Many of this year's athletes are no stranger to the Ironman competition.
Tricia Novak was there cheering on her husband.
"He's done four this will be number five,” said Novak.
But John Ryan was there cheering on a first timer, 50 year old Sarah Carlson.
"Extremely proud of her. Absolutely,” said Ryan.
For Carlson, the competition is about accomplishing a goal she was once told would never be possible.
"This is a huge bucket list goal for me. It's something I've always wanted to do and I never thought I would be able to do," said Carlson.
That's because 11 years ago, Carlson was hit head on by an SUV.
"I lost part of my leg, the tissue, and the biggest injury was my pelvis was crushed into over 40 pieces, I had my knees blown out, my shoulders blown out, and my lower back compressed. I'm lucky to be alive," said Carlson.

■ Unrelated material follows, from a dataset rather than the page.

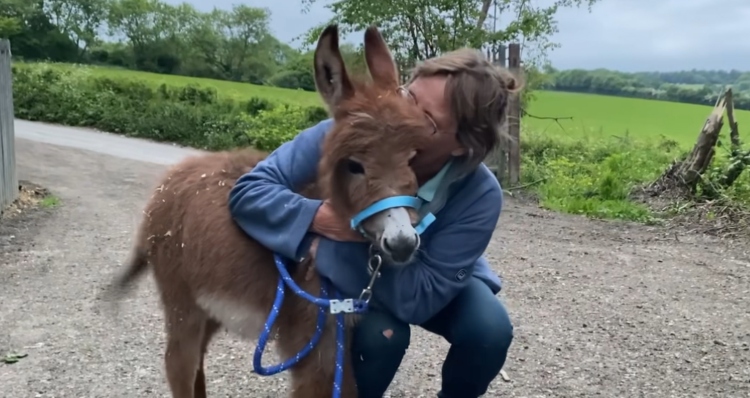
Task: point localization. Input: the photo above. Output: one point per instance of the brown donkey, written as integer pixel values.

After seven surgeries, she was told she may never walk again.
"When the accident first happened and I was told I wouldn't walk my main goal was to be able to walk the kids to school alone and that was my goal and I trained so hard to be able to do that and I did and I took them to school on crutches and that was the biggest accomplishment I've done," said Carlson.
And now, she is competing with some of the top athletes in the world.
"My big motivating force is being a positive role model for my children. I want to show them that when hit with adversity you can persevere and make something good out of anything," said Carlson.